Superfund sites are locations that are so contaminated that they’ve been placed on a National Priorities List (NPL) by the Environmental Protection Agency. The list contains the most serious uncontrolled or abandoned hazardous waste sites throughout the United States and its territories.
Of 1,571 nonfederal Superfund sites spread across the country that the GAO examined, 945 are vulnerable to some of the most extreme effects of climate change. The GAO plotted the vulnerable sites on a color-coded U.S. map showing which sites were at risk from floods, wildfires, storm surge or sea-level rise.
One striking example of a toxic Superfund site is the San Jacinto River Waste Pits near Houston, Texas, outlined on page 32 of the GAO’s report. The toxic waste in question is a by-product of the pulp bleaching process used by paper mills. Cancer-causing dioxins and furans are two of the toxic chemicals found in the pits.
In 2010, at the EPA’s request, a temporary cap was placed over the waste pits, but over the years, the EPA has observed repeated damage to the cap, including during Hurricane Harvey in 2017. After the storm, according to The Verge, officials found that dioxin levels in the river sediment nearby were more than 2,000 times higher than what the EPA normally allows.
Actually, at least 13 of the 41 Superfund toxic waste sites in the Houston area were flooded or damaged by Hurricane Harvey, according to the EPA, adding to the worries of health officials already concerned over bacterial contamination in the floodwaters.
The GAO also found that nearly 100 Superfund sites located in coastal areas would be inundated if sea level rose by 1 foot. Additionally, the GAO identified 187 nonfederal NPL sites—12 percent—in areas that may be inundated by storm surge corresponding to Category 4 or 5 hurricanes, the highest possible category, based on NOAA’s storm surge model as of November 2018.
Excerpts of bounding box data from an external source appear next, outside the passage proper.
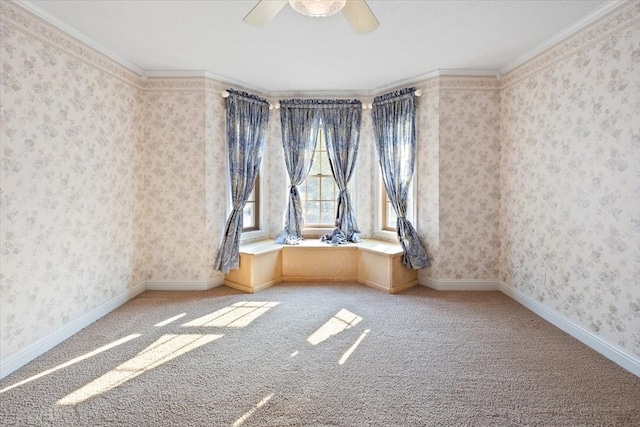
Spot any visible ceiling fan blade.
[342,0,380,34]
[242,0,289,27]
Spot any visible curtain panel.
[213,89,269,273]
[276,99,320,245]
[372,88,429,270]
[319,99,362,244]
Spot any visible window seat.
[225,239,418,293]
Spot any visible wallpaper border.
[0,1,142,89]
[500,1,640,89]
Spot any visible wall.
[501,2,640,356]
[439,77,500,279]
[416,76,500,281]
[414,83,440,277]
[0,2,141,359]
[140,78,227,286]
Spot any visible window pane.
[320,202,336,224]
[305,202,320,225]
[306,176,320,200]
[387,202,398,228]
[309,152,322,175]
[242,203,255,228]
[321,152,333,176]
[322,177,337,200]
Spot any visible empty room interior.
[0,0,640,427]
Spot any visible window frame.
[242,171,260,233]
[298,129,340,237]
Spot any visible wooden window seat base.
[225,240,418,293]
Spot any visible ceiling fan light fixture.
[289,0,347,18]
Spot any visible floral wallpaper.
[414,85,440,278]
[0,1,141,357]
[140,79,208,280]
[0,1,640,374]
[500,2,640,357]
[203,85,227,281]
[438,77,500,279]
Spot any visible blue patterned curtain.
[276,99,320,244]
[321,99,362,243]
[213,89,269,273]
[372,88,429,270]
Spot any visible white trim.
[146,274,224,291]
[0,282,145,379]
[500,283,640,377]
[370,68,502,96]
[240,231,269,245]
[498,0,627,75]
[16,0,144,77]
[418,273,500,291]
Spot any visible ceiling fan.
[243,0,380,34]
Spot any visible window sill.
[240,230,269,243]
[373,230,398,243]
[302,227,334,239]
The GAO also cites the National Climate Assessment’s warnings about how rising global temperatures exacerbate hurricanes, storm surges, wildfires, and flooding. The government watchdog also raises concerns over the absence of any mention of climate change in the EPA’s current strategic plan.
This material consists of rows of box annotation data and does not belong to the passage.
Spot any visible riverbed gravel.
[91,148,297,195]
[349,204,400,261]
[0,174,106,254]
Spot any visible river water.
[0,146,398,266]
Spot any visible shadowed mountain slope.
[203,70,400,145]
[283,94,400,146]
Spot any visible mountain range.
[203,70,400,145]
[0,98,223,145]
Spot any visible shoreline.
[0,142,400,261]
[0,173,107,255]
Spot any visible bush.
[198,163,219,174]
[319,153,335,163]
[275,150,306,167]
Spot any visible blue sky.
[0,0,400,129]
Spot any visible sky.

The lack of climate change strategies is in accordance with the current administration’s about-face of any environmental rules surrounding the previous presidency. “Essentially, putting something in a strategic plan means that the senior official at the agency thinks it’s important,” the spokesperson at the GAO tells The Verge. “If it’s not important, will efforts on the ground fade out because people aren’t getting that attention from above?”
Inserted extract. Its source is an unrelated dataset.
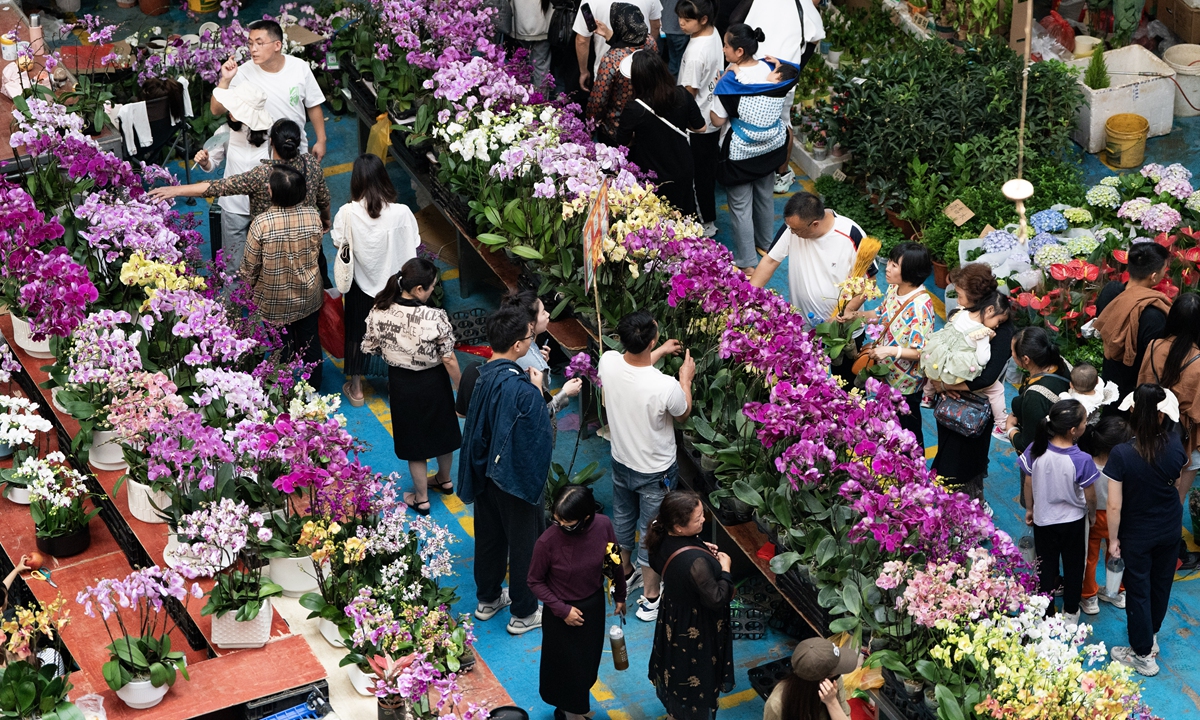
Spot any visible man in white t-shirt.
[571,0,662,90]
[750,192,876,325]
[209,20,325,160]
[596,310,696,622]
Of the four recommendations the GAO made to the EPA, found on page 48 of its report, the environmental agency has agreed to support only one – and that is its agreement to clarify the boundaries of toxic sites on its National Priorities List.
“The EPA strongly believes the Superfund program’s existing processes and resources adequately ensure that risks and any effects of severe weather events, that may increase in intensity, duration, or frequency, are woven into risk response decisions at nonfederal [National Priorities List] sites,” EPA Assistant Administrator Peter Wright responded to The Verge in an email.